There's also an effect called dispersion, which makes high frequencies travel at a different speed than low frequencies. Another kind of dispersion acts like a kind of echo-filled hallway, so your "words" arrive at different times. Both of these types of dispersion will garble the message, and they get worse with distance. So we try to design both copper cables and optical fibers (glass fibers) to minimize dispersion. Or we just use them for short distances where dispersion doesn't matter.

It can't, technically, but the transfer of information comes in a series of on-and-off signals (in copper) or light (in glass). You do lose energy, and thus information, along the way. You can basically think of information traveling by way of electrical current as an extremely complicated form of Morse Code. Glass is a little more complicated, but it's the same principle.

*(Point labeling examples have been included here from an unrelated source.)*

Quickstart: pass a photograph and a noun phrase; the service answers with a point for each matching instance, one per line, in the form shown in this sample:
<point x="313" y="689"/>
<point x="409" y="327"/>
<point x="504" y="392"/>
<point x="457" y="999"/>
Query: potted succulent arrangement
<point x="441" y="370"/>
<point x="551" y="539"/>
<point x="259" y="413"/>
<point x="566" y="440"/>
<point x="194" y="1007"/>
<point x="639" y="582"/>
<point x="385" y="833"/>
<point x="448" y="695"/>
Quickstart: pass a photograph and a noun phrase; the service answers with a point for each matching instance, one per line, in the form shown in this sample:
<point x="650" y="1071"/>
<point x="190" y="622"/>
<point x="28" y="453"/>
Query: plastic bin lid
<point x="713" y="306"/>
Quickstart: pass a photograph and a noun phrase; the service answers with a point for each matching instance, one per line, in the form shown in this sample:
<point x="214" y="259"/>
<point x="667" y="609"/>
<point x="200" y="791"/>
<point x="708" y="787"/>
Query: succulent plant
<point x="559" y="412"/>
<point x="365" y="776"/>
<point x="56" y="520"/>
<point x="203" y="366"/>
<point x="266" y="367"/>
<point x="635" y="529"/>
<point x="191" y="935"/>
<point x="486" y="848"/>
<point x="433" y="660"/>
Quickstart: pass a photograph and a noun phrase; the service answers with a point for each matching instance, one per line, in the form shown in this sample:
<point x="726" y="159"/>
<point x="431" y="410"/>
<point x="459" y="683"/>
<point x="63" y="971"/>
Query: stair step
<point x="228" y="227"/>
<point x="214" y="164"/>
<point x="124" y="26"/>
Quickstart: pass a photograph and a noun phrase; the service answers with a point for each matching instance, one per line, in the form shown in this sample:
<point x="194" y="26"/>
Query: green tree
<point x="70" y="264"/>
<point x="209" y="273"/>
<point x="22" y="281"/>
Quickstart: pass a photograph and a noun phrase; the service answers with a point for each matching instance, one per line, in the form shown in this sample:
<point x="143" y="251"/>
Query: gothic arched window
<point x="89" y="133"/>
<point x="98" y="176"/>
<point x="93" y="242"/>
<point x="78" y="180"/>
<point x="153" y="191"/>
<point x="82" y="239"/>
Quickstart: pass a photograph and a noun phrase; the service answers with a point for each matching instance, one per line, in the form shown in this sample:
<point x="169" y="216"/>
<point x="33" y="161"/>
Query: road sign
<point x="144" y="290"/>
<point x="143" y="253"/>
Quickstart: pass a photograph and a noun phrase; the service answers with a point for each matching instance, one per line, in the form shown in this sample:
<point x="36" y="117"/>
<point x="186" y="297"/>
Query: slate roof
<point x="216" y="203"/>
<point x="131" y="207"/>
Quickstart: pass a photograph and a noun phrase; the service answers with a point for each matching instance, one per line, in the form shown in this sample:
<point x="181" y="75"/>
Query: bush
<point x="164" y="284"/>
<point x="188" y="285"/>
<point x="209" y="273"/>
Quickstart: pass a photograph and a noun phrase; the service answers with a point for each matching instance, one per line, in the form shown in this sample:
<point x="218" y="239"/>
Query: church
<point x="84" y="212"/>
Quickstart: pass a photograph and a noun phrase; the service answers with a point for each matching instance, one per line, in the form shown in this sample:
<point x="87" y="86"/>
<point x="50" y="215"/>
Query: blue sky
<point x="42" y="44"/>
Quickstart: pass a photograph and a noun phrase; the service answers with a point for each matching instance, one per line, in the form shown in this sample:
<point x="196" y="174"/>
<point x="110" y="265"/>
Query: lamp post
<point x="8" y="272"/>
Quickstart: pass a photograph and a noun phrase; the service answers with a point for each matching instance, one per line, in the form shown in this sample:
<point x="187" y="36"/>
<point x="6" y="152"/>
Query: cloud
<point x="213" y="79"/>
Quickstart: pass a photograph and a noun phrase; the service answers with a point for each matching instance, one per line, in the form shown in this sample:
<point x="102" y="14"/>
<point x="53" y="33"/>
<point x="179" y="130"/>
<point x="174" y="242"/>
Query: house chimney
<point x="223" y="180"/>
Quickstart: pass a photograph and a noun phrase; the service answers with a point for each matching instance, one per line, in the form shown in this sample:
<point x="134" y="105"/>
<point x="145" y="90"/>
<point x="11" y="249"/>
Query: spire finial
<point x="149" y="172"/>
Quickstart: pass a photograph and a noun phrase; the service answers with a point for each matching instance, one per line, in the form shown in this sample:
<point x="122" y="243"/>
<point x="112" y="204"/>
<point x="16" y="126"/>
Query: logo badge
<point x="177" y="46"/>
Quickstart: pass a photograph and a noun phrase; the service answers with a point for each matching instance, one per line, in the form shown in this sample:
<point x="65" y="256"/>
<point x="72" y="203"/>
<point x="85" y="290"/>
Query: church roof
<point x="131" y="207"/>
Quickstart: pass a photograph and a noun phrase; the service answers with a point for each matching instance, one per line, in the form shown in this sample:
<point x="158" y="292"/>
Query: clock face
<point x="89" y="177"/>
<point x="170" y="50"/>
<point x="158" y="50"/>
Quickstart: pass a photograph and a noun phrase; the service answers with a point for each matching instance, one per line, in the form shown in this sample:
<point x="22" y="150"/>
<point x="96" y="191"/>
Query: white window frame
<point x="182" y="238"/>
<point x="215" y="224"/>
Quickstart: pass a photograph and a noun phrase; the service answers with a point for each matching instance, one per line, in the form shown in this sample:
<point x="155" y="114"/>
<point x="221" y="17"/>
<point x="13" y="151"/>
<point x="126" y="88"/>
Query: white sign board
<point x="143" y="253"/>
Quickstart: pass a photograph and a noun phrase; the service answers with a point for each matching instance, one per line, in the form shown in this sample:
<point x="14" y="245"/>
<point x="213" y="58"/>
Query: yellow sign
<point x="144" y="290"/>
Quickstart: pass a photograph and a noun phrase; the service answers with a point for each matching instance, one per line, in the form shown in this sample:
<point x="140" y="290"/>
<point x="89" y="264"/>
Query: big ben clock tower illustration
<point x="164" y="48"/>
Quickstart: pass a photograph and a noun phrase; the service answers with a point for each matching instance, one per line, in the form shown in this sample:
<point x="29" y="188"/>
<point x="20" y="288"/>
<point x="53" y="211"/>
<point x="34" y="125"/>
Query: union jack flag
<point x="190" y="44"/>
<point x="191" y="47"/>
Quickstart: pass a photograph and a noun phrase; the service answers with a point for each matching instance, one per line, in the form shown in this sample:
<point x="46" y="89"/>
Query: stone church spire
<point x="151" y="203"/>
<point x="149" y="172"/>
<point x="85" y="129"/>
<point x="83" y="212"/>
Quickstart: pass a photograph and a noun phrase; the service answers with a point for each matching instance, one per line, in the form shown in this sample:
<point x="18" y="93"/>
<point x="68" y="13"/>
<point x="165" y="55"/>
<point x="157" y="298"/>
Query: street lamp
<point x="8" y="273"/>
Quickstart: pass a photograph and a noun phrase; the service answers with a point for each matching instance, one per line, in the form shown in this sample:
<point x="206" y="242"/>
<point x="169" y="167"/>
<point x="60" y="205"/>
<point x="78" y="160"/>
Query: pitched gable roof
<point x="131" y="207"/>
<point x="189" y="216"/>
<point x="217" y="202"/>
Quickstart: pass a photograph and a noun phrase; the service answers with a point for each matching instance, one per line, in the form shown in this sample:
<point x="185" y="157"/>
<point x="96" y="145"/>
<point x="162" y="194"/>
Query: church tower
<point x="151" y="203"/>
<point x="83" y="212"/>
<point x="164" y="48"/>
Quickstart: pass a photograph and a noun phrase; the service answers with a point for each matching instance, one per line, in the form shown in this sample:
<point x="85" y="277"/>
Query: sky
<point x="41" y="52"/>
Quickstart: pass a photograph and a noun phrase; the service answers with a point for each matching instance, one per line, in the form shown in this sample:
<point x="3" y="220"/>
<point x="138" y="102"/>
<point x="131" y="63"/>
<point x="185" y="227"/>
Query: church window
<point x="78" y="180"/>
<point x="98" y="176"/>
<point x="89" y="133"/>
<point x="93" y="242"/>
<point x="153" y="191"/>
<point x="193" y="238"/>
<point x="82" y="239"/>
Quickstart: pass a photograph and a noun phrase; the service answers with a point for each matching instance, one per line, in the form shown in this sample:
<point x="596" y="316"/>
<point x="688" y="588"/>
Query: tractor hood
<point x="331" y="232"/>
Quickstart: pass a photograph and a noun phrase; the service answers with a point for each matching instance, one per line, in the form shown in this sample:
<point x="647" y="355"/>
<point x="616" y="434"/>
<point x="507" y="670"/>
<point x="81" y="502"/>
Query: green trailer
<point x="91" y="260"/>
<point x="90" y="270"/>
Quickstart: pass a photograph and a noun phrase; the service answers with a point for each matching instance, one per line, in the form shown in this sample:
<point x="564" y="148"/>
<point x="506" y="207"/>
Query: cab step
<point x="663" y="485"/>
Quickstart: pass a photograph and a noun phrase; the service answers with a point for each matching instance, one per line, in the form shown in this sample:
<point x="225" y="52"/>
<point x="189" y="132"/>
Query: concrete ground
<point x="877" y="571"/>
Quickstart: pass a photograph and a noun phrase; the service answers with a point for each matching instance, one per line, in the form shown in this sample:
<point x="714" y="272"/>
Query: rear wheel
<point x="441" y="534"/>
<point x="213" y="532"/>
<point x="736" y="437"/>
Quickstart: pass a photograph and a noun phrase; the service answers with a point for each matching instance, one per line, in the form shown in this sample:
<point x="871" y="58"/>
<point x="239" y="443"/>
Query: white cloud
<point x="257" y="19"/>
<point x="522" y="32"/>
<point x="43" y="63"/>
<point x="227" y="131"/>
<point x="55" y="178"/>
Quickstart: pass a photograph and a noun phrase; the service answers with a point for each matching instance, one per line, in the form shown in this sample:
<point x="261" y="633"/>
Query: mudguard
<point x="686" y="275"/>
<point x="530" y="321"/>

That's a great question! When engineers were trying to figure out how to send information from one place to another, they often wondered this exact same thing. If you ever used a television with an analog antenna, you probably saw the screen get fuzzy at certain times. This is due to lost information - the very information you're asking about, in fact.

In order to get around this lost information, we broadcast most information over a digital signal nowadays. Digital signals only have two possible results, 0 or 1. In this way, it's really easy to keep track of what the original information is. If we're only expecting to see a 0 or a 1, and we see a signal that says "0.837", we can be pretty sure this is still close enough to 1 to call it a 1. This way, the signal can still degrade, but information isn't lost.

It's actually a bit more complicated than this, and there are many engineers who are still designing tricks to figure out whether an actual error has been made (a 0 switched to a 1, for example).